McConnell dismisses this goal as unreachable, though he is a co-sponsor of the amendment along with every other Senate Republican.

“Conservatives are going to be disappointed with any compromise produced simply because they’re talking about the wrong things,” said Andrew Roth, vice president of government affairs at the Club for Growth, a conservative anti-tax advocacy group.

Conservative groups have pressed Republicans to promise to fight a debt-limit increase absent prior approval of deep spending cuts, enforceable spending caps and a balanced budget amendment.

“They’re talking simply about spending cuts and tax increases. We’re talking about budgetary reform. They’re still playing small ball,” Roth said of the talks between Obama and congressional leaders.

Pelosi has inserted herself into the talks by demanding a seat at the negotiating table if her caucus is expected to vote for a final deal.

But she risks disappointing liberals if she approves any deal that cuts entitlements, a compromise Obama is considering. Her caucus is increasingly frustrated with Obama.

“What we really need is a strong progressive caucus backing up Pelosi,” said Charles Chamberlain, political director of Democracy for America, a liberal advocacy group.
Chamberlain praised Pelosi for standing up to GOP demands but he’s worried that many Democrats may follow Obama and accept entitlement cuts. 

“When it’s Nancy Pelosi versus the president, it’s a tough internal battle for Democrats. I hope they side with Pelosi because that’s what the American people want,” he said.

A senior aide says Pelosi has been in regular contact with the White House to insist that Democrats do not want to cut future benefits in exchange for two years’ more borrowing. Pelosi argues instead for trimming deficits with higher taxes on the wealthy, closing business tax loopholes and cutting defense.

So it was embarrassing for Pelosi when the White House blindsided her last week by agreeing to put Social Security and Medicare on the chopping block.

After meeting Obama and other leaders Thursday, Pelosi emphatically said, “We do not support cuts in benefits for Social Security and Medicare.”

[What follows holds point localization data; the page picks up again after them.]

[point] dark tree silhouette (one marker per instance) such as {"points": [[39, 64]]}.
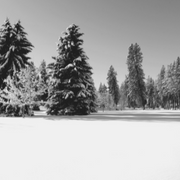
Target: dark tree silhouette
{"points": [[14, 48], [72, 88], [137, 89]]}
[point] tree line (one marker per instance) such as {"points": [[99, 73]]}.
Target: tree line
{"points": [[66, 86]]}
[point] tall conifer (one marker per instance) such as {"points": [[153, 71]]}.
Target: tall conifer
{"points": [[72, 88], [137, 89]]}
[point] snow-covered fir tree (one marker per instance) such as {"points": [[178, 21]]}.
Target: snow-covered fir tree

She added: “What I’ve said is, if there is a table that Social Security is on, it’s on its own table, and any savings should be plowed back into making Social Security stronger. And the same applies to Medicare as well.”

Labor unions and liberal groups count on Pelosi to resist cuts to entitlements that have been sacred to Democrats for decades.

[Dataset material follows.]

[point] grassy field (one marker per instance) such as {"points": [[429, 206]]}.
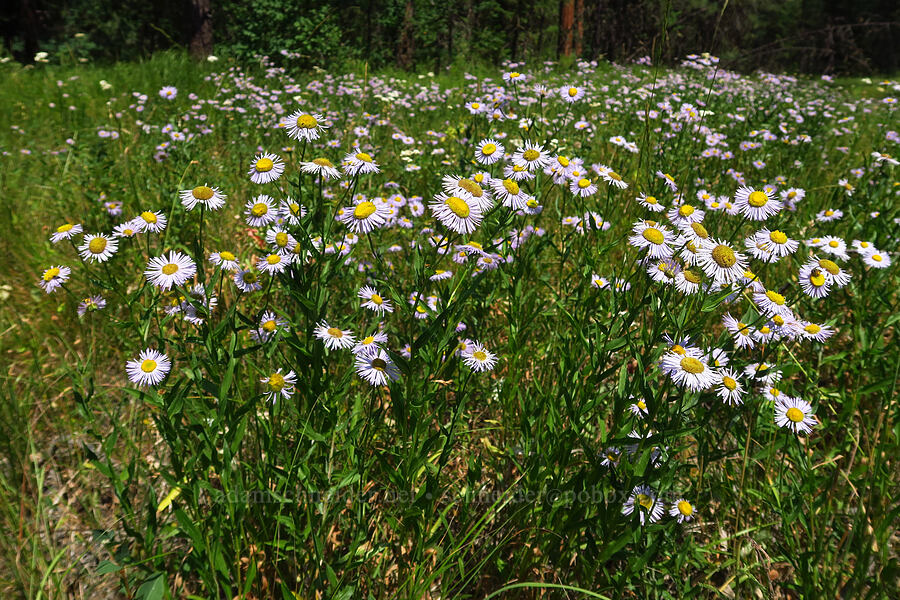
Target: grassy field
{"points": [[574, 394]]}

“It’s clear there will be huge defections by House Republicans. In some ways the House Democrats have as much leverage as any player in this,” said Frank Clemente, campaign manager of the Strengthen Social Security Campaign, a coalition of groups including the AFL-CIO, AFSCME, MoveOn.org, the NAACP and SEIU.

“The House Democrats have a pretty unified position against cutting Social Security so we’re counting on them quite a lot,” said Clemente.